Устий прижал к себе руку жены и, отталкивая колющие душу мысли, стал расплываться во сне… Его зазнобило, по спине пробегали сырые сквозняки. Он во что-то кутался и, не останавливаясь, тяжело и подневольно шагал вперед к выступившей из холодного тумана двугорбой Верблюжьей горе. Коченеющей спиной и затылком ощущал холод взглядов толпы, что шла за ним, конвоируя его. В толпе было много знакомых лиц, но все они выражали глухую суровость и осуждение. Шли медленно, но твердо, простоволосые, в расстегнутых шинелях — комбат Асташков, наводчик Мергалиев, курсанты, в белых халатах шли госпитальные врачи, няни, вперемешку с ними шагали ключевцы Степан Васенин, Федор Бредихин, Нюра Корюшина, Кузьма Данилович, Костюшка-счетовод, Михаил Агапов на костылях и все живые и мертвые, кого он, Устин, знал, видел, встречал когда-либо в своей жизни. Все они тут собрались для него, из-за него, и на их лицах — роковая предрешенность его судьбы. Тяжелы, непроницаемы лица, ни жалости в них, ни прощения. И чем выше в гору, тем неприступнее, несговорчивее взгляды. Люди идут губить его, и у них есть право на это. В небе, смятый ветром, плывет приглушенный перезвон церковных колоколов. Звуки рождаются в кузнице, которая вся просматривается насквозь, точно стеклянная. У наковальни стоит в чистой белой рубахе Панкрат и ровно, мерно, как часовой маятник, машет, бьет молотом, ведя какой-то зловещий отсчет надвигающейся развязке. На самой вершине горы Устин остановился, дальше идти было некуда: северный склон обрывался отвесной, бездонной, как опрокинутое серое небо, пропастью. Из нее несло земляной сыростью, и Устин опять стал кутаться во что-то.
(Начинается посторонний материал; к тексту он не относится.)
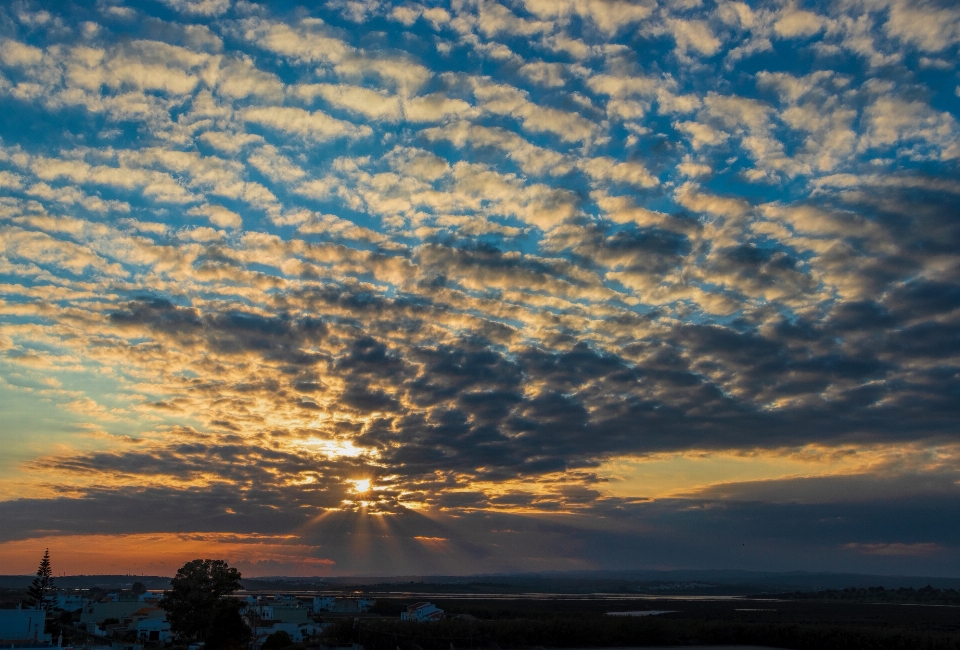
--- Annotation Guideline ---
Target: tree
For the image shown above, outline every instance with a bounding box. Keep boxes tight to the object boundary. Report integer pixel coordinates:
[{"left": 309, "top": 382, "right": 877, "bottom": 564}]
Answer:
[
  {"left": 27, "top": 549, "right": 53, "bottom": 609},
  {"left": 160, "top": 560, "right": 245, "bottom": 647},
  {"left": 262, "top": 630, "right": 293, "bottom": 650}
]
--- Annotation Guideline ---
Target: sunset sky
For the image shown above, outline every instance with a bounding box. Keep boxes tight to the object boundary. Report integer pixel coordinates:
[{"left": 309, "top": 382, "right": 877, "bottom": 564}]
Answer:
[{"left": 0, "top": 0, "right": 960, "bottom": 576}]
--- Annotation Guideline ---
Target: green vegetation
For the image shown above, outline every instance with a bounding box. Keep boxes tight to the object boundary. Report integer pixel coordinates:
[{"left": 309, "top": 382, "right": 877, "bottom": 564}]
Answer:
[
  {"left": 160, "top": 560, "right": 250, "bottom": 650},
  {"left": 262, "top": 630, "right": 293, "bottom": 650},
  {"left": 27, "top": 549, "right": 53, "bottom": 609}
]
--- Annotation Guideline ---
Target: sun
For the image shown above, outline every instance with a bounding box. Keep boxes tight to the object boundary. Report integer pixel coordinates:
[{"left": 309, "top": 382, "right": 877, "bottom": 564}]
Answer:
[{"left": 353, "top": 478, "right": 370, "bottom": 494}]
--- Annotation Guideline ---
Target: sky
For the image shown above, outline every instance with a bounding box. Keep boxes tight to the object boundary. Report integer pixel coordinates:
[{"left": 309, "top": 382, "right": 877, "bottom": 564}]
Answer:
[{"left": 0, "top": 0, "right": 960, "bottom": 576}]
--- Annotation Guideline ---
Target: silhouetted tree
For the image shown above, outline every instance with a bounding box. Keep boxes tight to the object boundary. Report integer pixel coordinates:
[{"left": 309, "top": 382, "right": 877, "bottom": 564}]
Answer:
[
  {"left": 27, "top": 549, "right": 53, "bottom": 609},
  {"left": 160, "top": 560, "right": 247, "bottom": 648},
  {"left": 263, "top": 630, "right": 293, "bottom": 650}
]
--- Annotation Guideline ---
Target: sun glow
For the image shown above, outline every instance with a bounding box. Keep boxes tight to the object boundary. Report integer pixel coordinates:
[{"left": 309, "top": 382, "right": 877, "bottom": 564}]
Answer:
[{"left": 352, "top": 478, "right": 370, "bottom": 494}]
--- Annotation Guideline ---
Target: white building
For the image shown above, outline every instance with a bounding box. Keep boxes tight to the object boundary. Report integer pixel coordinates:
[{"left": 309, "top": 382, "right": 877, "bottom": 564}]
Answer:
[
  {"left": 254, "top": 621, "right": 324, "bottom": 645},
  {"left": 54, "top": 594, "right": 87, "bottom": 612},
  {"left": 311, "top": 596, "right": 336, "bottom": 612},
  {"left": 0, "top": 609, "right": 51, "bottom": 645},
  {"left": 400, "top": 603, "right": 443, "bottom": 623},
  {"left": 136, "top": 618, "right": 173, "bottom": 643}
]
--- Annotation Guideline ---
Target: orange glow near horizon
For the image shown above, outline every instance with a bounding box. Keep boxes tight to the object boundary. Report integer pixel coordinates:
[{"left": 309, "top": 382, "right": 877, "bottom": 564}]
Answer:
[{"left": 0, "top": 533, "right": 335, "bottom": 578}]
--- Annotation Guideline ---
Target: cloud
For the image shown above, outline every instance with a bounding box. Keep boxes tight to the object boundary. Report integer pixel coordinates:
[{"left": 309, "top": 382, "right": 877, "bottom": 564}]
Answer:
[
  {"left": 242, "top": 106, "right": 373, "bottom": 142},
  {"left": 0, "top": 0, "right": 960, "bottom": 572},
  {"left": 187, "top": 204, "right": 243, "bottom": 228}
]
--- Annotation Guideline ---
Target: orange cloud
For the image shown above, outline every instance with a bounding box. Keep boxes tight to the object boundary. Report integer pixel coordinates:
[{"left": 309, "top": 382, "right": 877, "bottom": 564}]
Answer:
[{"left": 0, "top": 532, "right": 335, "bottom": 577}]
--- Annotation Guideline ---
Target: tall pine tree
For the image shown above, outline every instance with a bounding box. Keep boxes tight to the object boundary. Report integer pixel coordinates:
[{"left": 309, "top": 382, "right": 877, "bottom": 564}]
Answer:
[{"left": 27, "top": 549, "right": 53, "bottom": 609}]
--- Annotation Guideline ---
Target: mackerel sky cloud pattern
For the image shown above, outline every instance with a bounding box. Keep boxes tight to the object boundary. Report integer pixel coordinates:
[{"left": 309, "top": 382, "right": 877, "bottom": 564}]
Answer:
[{"left": 0, "top": 0, "right": 960, "bottom": 575}]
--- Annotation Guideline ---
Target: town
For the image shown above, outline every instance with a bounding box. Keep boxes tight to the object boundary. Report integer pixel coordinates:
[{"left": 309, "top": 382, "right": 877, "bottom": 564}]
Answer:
[{"left": 0, "top": 582, "right": 444, "bottom": 650}]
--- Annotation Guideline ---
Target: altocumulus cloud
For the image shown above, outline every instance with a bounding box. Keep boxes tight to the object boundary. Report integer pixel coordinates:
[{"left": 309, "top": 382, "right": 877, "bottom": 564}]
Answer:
[{"left": 0, "top": 0, "right": 960, "bottom": 573}]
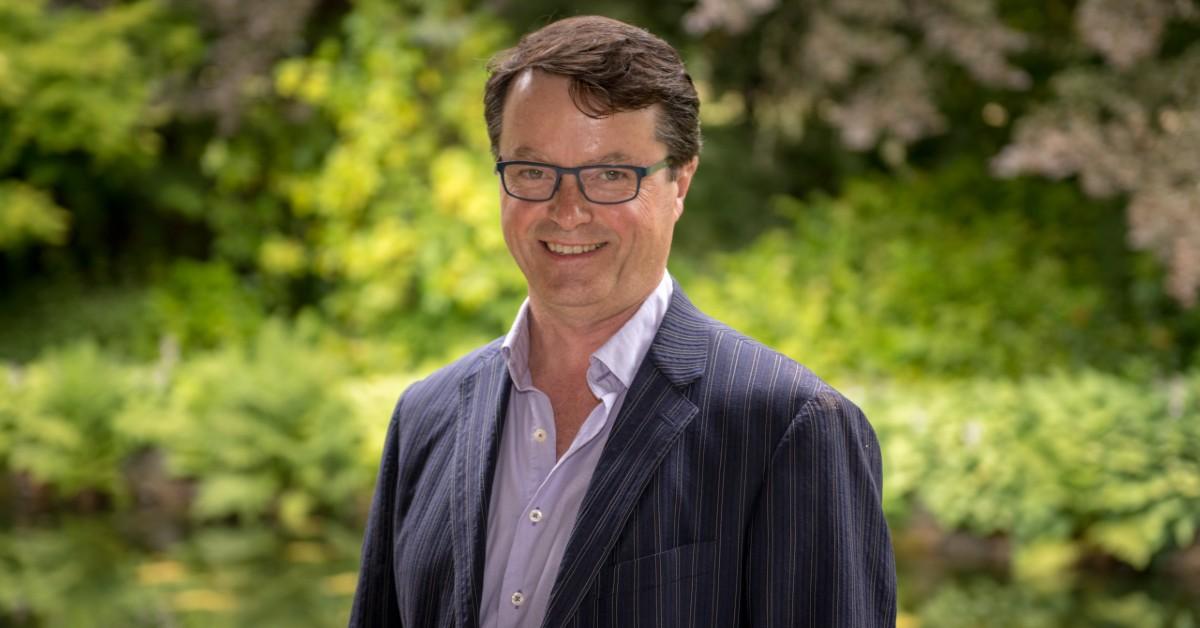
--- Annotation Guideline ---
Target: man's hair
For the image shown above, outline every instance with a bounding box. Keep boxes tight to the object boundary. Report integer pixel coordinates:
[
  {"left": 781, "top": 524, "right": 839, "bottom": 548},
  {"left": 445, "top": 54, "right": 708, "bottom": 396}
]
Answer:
[{"left": 484, "top": 16, "right": 701, "bottom": 172}]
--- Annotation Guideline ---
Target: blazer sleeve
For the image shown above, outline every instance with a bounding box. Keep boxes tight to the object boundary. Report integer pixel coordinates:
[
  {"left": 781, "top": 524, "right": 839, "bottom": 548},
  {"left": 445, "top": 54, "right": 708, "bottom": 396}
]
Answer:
[
  {"left": 744, "top": 390, "right": 896, "bottom": 628},
  {"left": 349, "top": 399, "right": 403, "bottom": 628}
]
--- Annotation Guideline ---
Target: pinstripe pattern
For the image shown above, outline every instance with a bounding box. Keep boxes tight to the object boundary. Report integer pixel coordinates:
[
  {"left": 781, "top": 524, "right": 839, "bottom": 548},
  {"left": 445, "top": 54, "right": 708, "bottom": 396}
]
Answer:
[{"left": 350, "top": 286, "right": 895, "bottom": 628}]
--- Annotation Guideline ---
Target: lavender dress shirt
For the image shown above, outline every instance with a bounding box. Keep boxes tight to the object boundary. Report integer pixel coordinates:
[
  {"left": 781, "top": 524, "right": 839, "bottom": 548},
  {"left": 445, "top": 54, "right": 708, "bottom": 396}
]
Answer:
[{"left": 480, "top": 271, "right": 673, "bottom": 628}]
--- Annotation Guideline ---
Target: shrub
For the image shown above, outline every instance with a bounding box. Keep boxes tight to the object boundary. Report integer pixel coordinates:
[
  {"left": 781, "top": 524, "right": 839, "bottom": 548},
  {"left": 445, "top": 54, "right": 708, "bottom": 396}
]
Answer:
[
  {"left": 148, "top": 322, "right": 372, "bottom": 527},
  {"left": 863, "top": 371, "right": 1200, "bottom": 574}
]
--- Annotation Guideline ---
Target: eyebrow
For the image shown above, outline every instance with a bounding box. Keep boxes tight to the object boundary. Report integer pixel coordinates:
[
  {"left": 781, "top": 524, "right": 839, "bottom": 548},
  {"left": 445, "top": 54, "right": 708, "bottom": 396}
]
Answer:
[{"left": 512, "top": 146, "right": 634, "bottom": 166}]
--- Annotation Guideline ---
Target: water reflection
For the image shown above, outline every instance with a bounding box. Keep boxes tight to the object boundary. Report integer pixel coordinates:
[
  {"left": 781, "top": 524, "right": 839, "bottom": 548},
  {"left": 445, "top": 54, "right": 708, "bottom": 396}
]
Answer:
[
  {"left": 0, "top": 520, "right": 360, "bottom": 628},
  {"left": 0, "top": 519, "right": 1200, "bottom": 628}
]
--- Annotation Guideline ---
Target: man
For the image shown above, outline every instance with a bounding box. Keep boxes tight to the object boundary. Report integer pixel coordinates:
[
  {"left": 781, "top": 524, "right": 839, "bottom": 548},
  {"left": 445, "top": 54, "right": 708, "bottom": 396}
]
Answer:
[{"left": 350, "top": 17, "right": 895, "bottom": 628}]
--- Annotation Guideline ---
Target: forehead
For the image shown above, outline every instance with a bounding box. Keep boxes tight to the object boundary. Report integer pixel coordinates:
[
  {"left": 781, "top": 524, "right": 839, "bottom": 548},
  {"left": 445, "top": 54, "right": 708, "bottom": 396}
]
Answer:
[{"left": 499, "top": 71, "right": 666, "bottom": 166}]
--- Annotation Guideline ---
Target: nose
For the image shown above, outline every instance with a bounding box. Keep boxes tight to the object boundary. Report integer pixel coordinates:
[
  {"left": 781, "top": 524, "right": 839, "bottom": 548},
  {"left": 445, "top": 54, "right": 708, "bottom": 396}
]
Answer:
[{"left": 550, "top": 174, "right": 592, "bottom": 231}]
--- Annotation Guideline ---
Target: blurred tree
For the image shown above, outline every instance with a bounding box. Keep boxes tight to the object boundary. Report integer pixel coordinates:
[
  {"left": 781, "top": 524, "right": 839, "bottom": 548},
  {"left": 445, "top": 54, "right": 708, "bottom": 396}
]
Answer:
[{"left": 683, "top": 0, "right": 1200, "bottom": 306}]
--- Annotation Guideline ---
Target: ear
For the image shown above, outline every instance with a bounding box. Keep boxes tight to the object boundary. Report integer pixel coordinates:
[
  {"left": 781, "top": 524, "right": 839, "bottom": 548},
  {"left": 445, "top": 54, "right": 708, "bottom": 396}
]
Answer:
[{"left": 674, "top": 156, "right": 700, "bottom": 220}]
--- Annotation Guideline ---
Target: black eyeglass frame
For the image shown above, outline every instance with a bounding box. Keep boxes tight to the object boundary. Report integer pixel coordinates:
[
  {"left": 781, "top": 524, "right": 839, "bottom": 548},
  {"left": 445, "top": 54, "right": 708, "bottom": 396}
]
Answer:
[{"left": 496, "top": 157, "right": 667, "bottom": 205}]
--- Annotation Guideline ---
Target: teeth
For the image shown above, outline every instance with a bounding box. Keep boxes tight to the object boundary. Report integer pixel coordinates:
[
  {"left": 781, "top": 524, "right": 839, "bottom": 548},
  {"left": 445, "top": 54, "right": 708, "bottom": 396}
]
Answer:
[{"left": 546, "top": 243, "right": 604, "bottom": 255}]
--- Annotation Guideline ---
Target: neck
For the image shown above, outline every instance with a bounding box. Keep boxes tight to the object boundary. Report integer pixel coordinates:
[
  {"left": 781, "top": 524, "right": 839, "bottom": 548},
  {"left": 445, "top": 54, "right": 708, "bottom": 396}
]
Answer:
[{"left": 529, "top": 277, "right": 658, "bottom": 379}]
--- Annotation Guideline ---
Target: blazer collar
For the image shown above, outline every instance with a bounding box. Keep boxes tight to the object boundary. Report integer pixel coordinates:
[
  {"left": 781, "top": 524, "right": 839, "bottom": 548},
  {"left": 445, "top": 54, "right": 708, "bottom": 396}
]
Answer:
[
  {"left": 649, "top": 279, "right": 712, "bottom": 388},
  {"left": 450, "top": 341, "right": 512, "bottom": 628}
]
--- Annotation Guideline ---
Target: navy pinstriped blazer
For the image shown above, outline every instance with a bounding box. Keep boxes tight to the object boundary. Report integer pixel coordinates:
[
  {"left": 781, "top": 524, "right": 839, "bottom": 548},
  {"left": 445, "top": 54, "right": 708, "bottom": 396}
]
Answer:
[{"left": 350, "top": 285, "right": 895, "bottom": 628}]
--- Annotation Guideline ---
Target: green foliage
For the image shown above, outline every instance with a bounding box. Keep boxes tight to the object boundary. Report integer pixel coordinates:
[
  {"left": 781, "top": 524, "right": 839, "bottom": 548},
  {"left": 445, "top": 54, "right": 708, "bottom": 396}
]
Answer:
[
  {"left": 683, "top": 159, "right": 1152, "bottom": 378},
  {"left": 0, "top": 0, "right": 198, "bottom": 172},
  {"left": 0, "top": 342, "right": 144, "bottom": 497},
  {"left": 0, "top": 279, "right": 161, "bottom": 363},
  {"left": 260, "top": 1, "right": 523, "bottom": 341},
  {"left": 0, "top": 181, "right": 70, "bottom": 251},
  {"left": 859, "top": 372, "right": 1200, "bottom": 575},
  {"left": 150, "top": 322, "right": 372, "bottom": 527},
  {"left": 150, "top": 261, "right": 263, "bottom": 348}
]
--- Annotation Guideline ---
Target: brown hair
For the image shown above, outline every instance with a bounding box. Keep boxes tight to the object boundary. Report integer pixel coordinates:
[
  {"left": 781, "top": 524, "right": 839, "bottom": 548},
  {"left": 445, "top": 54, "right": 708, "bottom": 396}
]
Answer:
[{"left": 484, "top": 16, "right": 701, "bottom": 172}]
Но тут к нему подошли два курсанта и, повернув его лицом к людям, начали срывать с него одежду. Одежды было много, и они срывали ее, как листья с капустного вилка. «Ишь как упрятался, но ничего…» — буркнул один курсант. «Все равно доберемся», — твердо сказал другой. И добрались, сбросили с него всю верхнюю одежду. Устин стоял перед людьми в нижнем белье и чувствовал себя беззащитным младенцем, которого вынули из теплой зыбки и распеленали на студеном ветру.